Those who return from Bankura district after visiting only the terracotta temples of Bishnupur don’t know what they are missing. At the doorstep of the terracotta heartland, in the village of Bahulara, is one of the finest temples in Bengal, which is also perhaps the only surviving monument of the pre-Islamic era in the state. Sadly, tourists generally give the Siddheswar temple a miss and serious students of history and architecture are the only ones who drop by.
The deul style of the temple is characteristic of the Orissa school of architecture, mostly seen in Bankura and Midnapore districts of Bengal. A portion of the structure has been destroyed but its attraction has not dimmed.

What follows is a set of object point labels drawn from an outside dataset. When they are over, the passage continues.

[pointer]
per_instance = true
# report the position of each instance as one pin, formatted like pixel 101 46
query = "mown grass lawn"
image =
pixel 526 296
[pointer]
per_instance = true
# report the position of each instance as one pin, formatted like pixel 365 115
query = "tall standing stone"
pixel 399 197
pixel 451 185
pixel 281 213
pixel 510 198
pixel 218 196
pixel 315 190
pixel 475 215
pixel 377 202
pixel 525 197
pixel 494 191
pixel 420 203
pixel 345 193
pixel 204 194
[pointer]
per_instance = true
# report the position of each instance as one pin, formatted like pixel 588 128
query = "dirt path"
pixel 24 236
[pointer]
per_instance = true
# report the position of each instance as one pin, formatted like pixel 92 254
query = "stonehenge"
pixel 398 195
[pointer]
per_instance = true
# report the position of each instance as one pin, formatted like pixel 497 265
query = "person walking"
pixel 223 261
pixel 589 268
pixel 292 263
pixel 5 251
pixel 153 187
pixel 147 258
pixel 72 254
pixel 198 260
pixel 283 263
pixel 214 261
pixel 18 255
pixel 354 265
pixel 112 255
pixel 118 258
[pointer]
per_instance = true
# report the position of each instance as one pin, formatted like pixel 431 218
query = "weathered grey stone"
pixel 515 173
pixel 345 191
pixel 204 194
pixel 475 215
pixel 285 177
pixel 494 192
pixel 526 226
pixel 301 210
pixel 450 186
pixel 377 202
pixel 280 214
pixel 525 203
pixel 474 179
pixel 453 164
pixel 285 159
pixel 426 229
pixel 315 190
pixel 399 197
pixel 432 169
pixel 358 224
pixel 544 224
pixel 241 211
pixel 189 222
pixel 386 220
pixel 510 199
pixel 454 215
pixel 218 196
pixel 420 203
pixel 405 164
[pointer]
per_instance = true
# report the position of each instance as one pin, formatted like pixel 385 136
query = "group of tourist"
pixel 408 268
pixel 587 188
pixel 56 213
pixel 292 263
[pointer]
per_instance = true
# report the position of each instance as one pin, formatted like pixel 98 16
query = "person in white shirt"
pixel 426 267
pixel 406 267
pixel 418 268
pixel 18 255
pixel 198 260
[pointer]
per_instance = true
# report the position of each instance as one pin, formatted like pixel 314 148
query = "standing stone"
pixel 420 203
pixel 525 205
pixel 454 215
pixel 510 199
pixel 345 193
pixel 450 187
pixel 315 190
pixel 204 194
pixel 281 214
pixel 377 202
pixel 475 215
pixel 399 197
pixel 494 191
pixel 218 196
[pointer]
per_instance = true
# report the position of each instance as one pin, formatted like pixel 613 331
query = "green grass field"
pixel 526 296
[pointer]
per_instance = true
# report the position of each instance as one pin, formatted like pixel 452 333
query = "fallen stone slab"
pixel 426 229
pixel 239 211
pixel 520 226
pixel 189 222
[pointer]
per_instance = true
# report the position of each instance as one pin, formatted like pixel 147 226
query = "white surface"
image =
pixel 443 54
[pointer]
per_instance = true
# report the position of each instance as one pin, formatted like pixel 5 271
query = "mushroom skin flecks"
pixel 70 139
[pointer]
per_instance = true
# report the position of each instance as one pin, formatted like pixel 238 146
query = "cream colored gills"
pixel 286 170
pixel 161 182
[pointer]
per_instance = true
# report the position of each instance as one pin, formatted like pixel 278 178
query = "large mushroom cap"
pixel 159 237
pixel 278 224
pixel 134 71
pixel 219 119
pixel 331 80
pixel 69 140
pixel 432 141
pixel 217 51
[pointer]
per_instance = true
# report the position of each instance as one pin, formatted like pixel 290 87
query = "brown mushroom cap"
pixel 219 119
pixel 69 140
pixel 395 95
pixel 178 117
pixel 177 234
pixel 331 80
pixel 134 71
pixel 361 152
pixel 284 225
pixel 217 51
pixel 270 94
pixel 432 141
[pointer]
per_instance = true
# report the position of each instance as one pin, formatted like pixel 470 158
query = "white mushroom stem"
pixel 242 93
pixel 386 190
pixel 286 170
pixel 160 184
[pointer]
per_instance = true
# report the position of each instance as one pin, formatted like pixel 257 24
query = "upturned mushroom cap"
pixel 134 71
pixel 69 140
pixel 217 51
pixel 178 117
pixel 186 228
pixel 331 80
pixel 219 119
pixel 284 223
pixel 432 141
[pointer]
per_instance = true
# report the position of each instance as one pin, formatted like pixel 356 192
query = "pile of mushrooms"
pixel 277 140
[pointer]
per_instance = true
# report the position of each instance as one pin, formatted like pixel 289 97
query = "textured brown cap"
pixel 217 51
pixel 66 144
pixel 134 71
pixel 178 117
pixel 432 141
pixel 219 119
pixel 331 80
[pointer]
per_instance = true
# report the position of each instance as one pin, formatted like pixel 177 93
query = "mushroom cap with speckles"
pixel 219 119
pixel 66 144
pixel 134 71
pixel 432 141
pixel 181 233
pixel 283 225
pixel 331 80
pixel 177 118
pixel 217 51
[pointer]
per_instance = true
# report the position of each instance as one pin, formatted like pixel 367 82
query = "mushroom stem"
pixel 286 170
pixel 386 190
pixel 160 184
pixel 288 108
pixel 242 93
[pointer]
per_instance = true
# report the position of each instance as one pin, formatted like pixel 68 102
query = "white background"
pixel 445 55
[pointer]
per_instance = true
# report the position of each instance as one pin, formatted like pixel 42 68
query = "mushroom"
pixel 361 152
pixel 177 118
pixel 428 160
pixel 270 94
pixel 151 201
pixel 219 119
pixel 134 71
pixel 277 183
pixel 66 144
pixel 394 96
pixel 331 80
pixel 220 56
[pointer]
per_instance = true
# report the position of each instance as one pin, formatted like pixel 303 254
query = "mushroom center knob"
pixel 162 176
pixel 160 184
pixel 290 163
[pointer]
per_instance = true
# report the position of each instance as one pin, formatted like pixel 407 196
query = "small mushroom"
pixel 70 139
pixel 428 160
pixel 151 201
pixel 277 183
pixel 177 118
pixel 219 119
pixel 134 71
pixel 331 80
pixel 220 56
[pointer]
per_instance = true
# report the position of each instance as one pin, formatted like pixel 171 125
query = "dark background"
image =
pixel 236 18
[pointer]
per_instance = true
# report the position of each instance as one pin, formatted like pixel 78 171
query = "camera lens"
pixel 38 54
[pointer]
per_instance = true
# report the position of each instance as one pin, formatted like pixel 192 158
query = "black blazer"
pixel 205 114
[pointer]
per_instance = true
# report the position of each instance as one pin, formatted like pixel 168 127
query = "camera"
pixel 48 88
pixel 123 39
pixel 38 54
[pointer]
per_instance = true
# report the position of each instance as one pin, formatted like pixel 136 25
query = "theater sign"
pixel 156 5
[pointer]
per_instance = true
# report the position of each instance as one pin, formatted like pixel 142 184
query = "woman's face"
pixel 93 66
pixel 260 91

Even in the late 19th century, scholars had described the red-and-black temple as “the best in the district” and if not the largest, the “finest” brick temple. However, it languished without care till as late as 1972, when the Archaeological Survey of India took the responsibility of preserving this peerless work of art. Now, the temple is a must-visit spot on architectural study tours and frequently on the itinerary of tourists from abroad.
The year the temple was built and the name of its founder cannot be ascertained. The structure and design does not betray any Islamic influence. According to historians, the temple came up between the 8th and 11th centuries. Professor K.N. Jha felt it is an 8th century temple, while S.K. Saraswati has described it as an 11th century construction. The tower and the lack of front extension are typical of the style followed during the Pala and Sena periods.
The temple, on the western bank of the river Darakeshwar, is called the Behula temple by the residents of the area. The structure is 30 ft long and 64 ft high. There’s no way to find out how tall the temple was originally. It faces the west and many believe it was originally a Jain place of worship.
In the sanctum sanctorum, three images can be seen on stone. One is of Ganesha while other two are of Durga and Jain Tirthankar. There is also the shivling that has given the temple its name. Enormous metal bells hang from the roof. The remains of Jain stupas have been excavated outside the temple.
There are ornamental flora and many dancing figures on the walls of the structure, apart from male and female sculptures on the upper portions. Terracotta has been used only in places and most of these parts have been defaced. A stone pillar in the compound also attracts visitors. Shivaratri is followed by month-long festivities that draw huge crowds and culminate in gajan and the Bengali New Year.
Bahulara, in Onda block, is 25 km from Bishnupur town. Ondagram is the nearest railway station. The best train is Rupashi Bangla from Howrah. Buses are also available from Bishnupur to Onda. Take a cycle-rickshaw to visit the Bahulara temple. Carry food and water from Bishnupur as there is no good eatery at Onda. There are restrictions on video photography.